Still the unions here were powerful, and the union mentality had had decades to pervade the very fabric of society. People felt entitled to those high paying jobs. Unions protected their workers, protected unreasonably high wages for unskilled labor, and put their manufacturers in a position of being unable to compete. There was drug use and alcohol use. Those people were protected by their union, they weren’t fired, but the quality of the work suffered and so did the quality of the product. Manufacturers lost market share, there were layoffs, plants closed, and many autoworkers found themselves out of work. Economic forces prevailed despite the desperate wishes of the Michigan unskilled work force. Those high paying jobs went away, finally out of the control of the unions.

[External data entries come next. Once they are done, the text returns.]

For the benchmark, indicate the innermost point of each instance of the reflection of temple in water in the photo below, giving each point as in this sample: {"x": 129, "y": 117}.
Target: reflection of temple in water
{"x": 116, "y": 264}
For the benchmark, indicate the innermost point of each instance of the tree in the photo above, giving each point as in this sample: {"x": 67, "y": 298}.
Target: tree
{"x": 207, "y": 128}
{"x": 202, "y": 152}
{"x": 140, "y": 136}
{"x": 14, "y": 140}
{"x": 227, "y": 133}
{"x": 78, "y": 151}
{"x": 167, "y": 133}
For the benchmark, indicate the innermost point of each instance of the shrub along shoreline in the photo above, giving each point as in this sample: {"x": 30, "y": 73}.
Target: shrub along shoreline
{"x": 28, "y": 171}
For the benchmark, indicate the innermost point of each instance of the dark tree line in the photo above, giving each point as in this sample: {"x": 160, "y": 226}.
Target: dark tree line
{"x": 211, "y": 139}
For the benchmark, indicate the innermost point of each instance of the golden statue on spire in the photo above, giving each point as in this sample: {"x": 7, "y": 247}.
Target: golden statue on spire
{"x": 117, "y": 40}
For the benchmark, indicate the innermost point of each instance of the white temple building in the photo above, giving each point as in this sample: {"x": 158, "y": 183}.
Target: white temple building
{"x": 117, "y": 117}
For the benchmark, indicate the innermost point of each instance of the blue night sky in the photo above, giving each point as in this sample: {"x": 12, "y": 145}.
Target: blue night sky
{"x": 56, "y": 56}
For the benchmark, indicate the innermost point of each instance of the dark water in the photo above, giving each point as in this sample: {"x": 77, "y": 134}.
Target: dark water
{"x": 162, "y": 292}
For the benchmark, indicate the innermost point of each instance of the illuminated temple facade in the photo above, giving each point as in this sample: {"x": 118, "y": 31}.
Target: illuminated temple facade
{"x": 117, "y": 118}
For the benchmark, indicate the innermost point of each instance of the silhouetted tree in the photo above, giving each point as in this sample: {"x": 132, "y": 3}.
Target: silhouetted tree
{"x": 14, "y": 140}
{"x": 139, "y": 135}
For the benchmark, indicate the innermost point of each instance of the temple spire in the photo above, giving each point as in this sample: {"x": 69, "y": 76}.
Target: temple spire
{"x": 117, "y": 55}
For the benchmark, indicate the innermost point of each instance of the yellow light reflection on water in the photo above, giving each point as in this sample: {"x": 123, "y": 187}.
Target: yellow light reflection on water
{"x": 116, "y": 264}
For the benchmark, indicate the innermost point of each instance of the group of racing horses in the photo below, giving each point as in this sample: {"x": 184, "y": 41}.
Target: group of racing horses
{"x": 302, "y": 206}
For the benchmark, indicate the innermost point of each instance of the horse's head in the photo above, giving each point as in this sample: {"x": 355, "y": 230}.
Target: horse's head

It was too late to save the industry that had ignored the increase in gas prices years before, and had not changed with the market. Car companies bankrupted and were saved with bailouts. The unions lost power. This left the people of Michigan angry. They didn’t blame themselves for driving US made car prices beyond the market, they didn’t blame their unions, they didn’t blame the gasoline industry. They blamed the consumers that bought the more efficient well built cars. Expensive non US cars were vandalized. It’s that mentality that caused the people here to strike back the only way they knew, to scratch “buy american” into the hoods of Porsches
It’s a couple of generations later now. The Michigan workers have been economically battered, their unions reduced to shadows of their former power. There’s still anger. Now it is subdued. The people here still buy cars from the big 3 despite their being produced in Canada and Mexico. They are loyal to their brands. The absolute dedication to US production has faded. Now they’re just defensive of the old US brands, so they don’t see the US made Teslas as a product of the US, they see it as another brand threatening their beloved big 3.
Tesla doesn’t have a big UAW presence. People here resent that. Tesla makes maximal use of robots, functional auto workers that don’t call in sick on Fridays, don’t drink, don’t use drugs, don’t leave out bolts, and don’t strike at the drop of a hat. Tesla’s suppliers are now reliable. Tesla doesn’t worry about a strike by a company that makes brakes shutting down the Tesla lines.
In the old days, a strike from a supplier of a single engine component would bring car manufacture to a halt. If the auto makers wanted to use components from plants that weren’t unionized, the UAW would block it. And with power came corruption.
Tesla does face resentment here. There are a few groups such as the car dealership groups that fund and fight Tesla’s efforts to sell directly here. That’s not going to change soon, not if the typical Michigan resident has anything to say about it. They’ll continue to buy from their dealers, but now those dealers include Hondas, Toyotas, and Subarus. Those dealers aren’t owned by the manufacturers, they are privately and independently owned. Dealership overhead makes the cars more expensive. I think the figure is 17% more expensive.
There are quite a few Teslas in Michigan. There are more all the time. Economic forces will eventually prevail as they always do, but it won’t be a short term change, it’ll take generations. Just like bigotry, you don’t change minds, you have to wait for the old to die off and be replaced by the younger and more progressive, those who’ve grown up without the memories, and who don’t have the deep loyalties. Until those collective memories fade, things won’t change here.